Why are you using HD Retrovision cables instead of a regular RGB cable? It probably looks fine but you're converting RGB to component then back to RGB, which isn't going to give you quite the image that a cheaper RGB cable would.
Easy: Because I don’t have anything else that uses RGB SCART and likely never will. As far as I can tell it’s converted directly to digital for DVI/HDMI without being converted back to RGB.
I have a potential fallback when a particular display does not like the OSSC output. Also, two cables for all my consoles as opposed to having to get quality cables for all my consoles and concern myself with how they are built. I don’t have to worry about whether a particular cable has components at the console side, components at the SCART end, requires components not even present at all, shielding, what type of sync, whether sync needs the be attenuated/cleaned/regenerated/boosted/etc).
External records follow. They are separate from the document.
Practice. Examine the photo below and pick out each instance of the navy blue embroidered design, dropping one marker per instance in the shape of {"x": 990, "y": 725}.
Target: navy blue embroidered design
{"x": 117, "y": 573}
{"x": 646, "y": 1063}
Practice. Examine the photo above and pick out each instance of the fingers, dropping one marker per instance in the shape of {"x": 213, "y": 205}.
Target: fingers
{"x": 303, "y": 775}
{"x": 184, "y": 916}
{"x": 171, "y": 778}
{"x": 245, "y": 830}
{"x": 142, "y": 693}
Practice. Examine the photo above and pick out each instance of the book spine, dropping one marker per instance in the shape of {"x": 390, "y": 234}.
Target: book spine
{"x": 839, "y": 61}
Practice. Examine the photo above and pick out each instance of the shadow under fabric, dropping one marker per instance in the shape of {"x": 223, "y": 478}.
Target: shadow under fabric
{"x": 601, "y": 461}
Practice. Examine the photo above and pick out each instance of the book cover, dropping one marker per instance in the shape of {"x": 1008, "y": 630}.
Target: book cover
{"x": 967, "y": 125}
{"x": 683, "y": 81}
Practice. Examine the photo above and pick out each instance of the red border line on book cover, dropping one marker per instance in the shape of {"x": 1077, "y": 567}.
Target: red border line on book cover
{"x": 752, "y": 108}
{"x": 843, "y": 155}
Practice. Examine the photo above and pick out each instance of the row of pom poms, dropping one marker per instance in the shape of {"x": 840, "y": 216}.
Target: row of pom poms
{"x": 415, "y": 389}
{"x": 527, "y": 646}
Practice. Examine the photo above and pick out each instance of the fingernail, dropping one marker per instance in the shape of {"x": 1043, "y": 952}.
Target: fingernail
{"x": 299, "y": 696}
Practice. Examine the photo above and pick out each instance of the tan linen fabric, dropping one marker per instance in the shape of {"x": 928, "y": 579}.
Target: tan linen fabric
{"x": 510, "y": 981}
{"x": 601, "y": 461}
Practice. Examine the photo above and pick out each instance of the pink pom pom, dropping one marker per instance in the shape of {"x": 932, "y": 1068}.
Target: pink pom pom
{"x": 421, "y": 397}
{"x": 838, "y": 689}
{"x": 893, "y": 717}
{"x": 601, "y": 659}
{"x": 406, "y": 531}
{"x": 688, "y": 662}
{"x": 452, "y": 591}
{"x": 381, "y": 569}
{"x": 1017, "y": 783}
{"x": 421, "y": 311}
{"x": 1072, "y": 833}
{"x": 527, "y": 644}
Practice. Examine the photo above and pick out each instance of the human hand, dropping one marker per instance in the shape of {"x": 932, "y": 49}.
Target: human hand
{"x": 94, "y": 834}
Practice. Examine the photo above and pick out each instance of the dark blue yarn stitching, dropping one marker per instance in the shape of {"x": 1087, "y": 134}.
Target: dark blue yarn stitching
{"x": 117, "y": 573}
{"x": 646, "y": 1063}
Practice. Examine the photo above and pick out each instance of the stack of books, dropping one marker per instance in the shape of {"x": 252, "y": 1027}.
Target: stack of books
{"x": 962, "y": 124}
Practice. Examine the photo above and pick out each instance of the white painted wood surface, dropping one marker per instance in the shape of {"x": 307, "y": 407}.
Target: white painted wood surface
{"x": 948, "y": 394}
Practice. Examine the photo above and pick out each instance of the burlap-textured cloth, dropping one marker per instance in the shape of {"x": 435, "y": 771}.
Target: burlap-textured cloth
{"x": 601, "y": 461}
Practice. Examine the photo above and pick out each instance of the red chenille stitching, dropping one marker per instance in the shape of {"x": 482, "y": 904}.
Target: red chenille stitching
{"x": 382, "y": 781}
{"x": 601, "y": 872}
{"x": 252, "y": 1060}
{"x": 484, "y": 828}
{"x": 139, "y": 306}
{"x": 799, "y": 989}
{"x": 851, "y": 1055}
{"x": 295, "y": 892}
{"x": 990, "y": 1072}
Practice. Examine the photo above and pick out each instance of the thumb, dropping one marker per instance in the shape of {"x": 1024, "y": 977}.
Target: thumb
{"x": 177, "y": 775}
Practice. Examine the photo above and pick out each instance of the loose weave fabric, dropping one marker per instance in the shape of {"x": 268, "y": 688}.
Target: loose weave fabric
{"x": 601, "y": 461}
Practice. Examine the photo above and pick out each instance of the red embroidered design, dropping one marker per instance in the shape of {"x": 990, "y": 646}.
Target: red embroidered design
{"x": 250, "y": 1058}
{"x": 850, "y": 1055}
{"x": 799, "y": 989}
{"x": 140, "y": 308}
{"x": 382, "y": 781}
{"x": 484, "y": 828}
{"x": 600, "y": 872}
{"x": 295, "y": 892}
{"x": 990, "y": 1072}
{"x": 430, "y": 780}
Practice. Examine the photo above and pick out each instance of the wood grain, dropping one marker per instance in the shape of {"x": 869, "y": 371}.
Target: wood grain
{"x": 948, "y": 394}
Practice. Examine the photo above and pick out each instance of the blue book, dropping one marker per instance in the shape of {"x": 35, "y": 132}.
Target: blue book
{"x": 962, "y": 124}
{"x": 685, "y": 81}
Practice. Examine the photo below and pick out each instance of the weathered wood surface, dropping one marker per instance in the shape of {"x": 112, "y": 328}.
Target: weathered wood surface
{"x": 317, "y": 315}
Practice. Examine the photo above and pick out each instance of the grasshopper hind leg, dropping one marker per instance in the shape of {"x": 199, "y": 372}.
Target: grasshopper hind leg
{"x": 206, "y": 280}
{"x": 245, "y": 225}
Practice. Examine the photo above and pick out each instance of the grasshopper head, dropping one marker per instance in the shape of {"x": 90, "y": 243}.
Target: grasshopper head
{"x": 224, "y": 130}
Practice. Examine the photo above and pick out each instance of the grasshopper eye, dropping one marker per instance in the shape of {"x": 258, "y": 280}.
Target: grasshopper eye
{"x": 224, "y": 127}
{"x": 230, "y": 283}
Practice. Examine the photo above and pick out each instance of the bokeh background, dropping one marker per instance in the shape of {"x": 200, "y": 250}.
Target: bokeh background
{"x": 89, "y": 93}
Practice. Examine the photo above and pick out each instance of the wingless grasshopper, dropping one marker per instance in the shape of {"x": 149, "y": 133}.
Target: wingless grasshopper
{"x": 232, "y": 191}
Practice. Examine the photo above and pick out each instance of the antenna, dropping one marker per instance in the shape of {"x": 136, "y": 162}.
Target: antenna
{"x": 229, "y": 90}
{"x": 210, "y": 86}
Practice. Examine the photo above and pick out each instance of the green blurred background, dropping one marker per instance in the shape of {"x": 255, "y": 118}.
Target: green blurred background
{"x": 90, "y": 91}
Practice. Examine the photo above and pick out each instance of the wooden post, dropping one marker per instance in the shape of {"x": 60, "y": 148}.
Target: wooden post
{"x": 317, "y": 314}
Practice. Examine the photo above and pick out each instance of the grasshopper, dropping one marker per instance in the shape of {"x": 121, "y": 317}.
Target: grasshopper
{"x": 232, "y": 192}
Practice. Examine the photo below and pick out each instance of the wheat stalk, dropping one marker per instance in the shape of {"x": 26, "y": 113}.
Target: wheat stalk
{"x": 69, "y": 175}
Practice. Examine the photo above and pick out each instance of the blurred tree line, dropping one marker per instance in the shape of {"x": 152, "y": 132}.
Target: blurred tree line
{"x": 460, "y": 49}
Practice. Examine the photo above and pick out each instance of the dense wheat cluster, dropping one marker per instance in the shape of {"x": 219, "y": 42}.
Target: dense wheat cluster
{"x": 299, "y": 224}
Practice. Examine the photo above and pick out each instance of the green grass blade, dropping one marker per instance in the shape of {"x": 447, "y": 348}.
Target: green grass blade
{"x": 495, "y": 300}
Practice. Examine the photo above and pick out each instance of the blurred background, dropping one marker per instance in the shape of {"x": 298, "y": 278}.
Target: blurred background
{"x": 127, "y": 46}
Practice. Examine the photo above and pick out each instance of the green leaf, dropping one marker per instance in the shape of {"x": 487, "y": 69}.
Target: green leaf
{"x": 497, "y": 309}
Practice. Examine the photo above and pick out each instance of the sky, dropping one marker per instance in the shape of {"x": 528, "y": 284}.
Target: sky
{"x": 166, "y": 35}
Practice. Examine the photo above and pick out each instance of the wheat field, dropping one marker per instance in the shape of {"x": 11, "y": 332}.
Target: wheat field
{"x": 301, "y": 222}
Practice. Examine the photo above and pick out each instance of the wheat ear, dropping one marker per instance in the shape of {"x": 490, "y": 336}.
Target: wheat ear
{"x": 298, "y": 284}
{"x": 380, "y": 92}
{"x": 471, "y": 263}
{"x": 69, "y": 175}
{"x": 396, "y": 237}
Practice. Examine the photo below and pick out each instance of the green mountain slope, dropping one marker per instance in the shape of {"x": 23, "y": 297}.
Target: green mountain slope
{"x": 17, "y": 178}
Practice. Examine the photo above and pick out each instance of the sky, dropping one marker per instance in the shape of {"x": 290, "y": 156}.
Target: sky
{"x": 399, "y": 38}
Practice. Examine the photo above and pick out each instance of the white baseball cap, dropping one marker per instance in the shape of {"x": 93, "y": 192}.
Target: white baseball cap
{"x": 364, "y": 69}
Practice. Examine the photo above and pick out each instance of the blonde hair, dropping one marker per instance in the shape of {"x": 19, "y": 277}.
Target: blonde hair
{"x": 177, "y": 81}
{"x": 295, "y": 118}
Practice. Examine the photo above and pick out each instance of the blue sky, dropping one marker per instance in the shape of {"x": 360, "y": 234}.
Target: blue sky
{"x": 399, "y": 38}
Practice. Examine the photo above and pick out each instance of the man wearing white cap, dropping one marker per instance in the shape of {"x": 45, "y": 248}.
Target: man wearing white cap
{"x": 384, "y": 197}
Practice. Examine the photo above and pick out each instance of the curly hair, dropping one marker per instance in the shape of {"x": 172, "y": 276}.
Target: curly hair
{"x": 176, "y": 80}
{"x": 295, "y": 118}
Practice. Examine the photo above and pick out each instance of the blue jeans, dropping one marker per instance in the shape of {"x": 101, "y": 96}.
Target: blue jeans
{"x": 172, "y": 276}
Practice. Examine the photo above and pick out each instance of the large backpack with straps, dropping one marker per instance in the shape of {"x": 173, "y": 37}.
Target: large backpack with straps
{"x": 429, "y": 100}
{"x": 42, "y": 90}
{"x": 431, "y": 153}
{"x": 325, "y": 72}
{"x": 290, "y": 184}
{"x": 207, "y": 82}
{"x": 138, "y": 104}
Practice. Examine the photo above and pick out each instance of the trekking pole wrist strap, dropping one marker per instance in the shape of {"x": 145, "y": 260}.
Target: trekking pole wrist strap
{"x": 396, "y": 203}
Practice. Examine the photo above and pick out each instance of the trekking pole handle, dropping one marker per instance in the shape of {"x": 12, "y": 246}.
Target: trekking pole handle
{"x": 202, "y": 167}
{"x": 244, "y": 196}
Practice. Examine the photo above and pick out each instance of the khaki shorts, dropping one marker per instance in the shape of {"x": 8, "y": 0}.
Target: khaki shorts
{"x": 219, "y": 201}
For 240p, component and RGB are equivalent. The “conversion” is entirely passive. Quality is no worse than using an encoder/amp to correct non-standard RGB, and most of these consoles do not conform to proper RGB SCART standards at the console’s output. The signal barely gets to go a few inches is no real-world difference versus the console’s original encoder, like the S-ENC chip in an original SHVC SNES/Super Famicom (supports composite, S-video, RGB, and YPbPr).
If my OSSC weren’t an option for a particular display I can still go out and buy a TV today that works with HD Retrovision. The same can’t be said for RGB SCART. Best Buy doesn’t carry old RGB SCART-capable PVMs and I’ve yet to see one show up on Craigslist... ever.
Edit: Don’t need an expensive gSCART switch either. Not only do I already have component switches, but HD Retrovision cables are designed to function correctly when connected together with Y cables. Also, component has MUC more bandwidth than RGBS despite having one fewer cable. That’s why it supports 480p and HD resolutions. The extra bandwidth comes from no longer duplicating the luminance over all three color signals and from determining the third color channel algorithmically from the other two.
For 240p/480i, results are identical, but for 480p and up component is > RGB. For utility on regions without RGB SCART, component > RGB.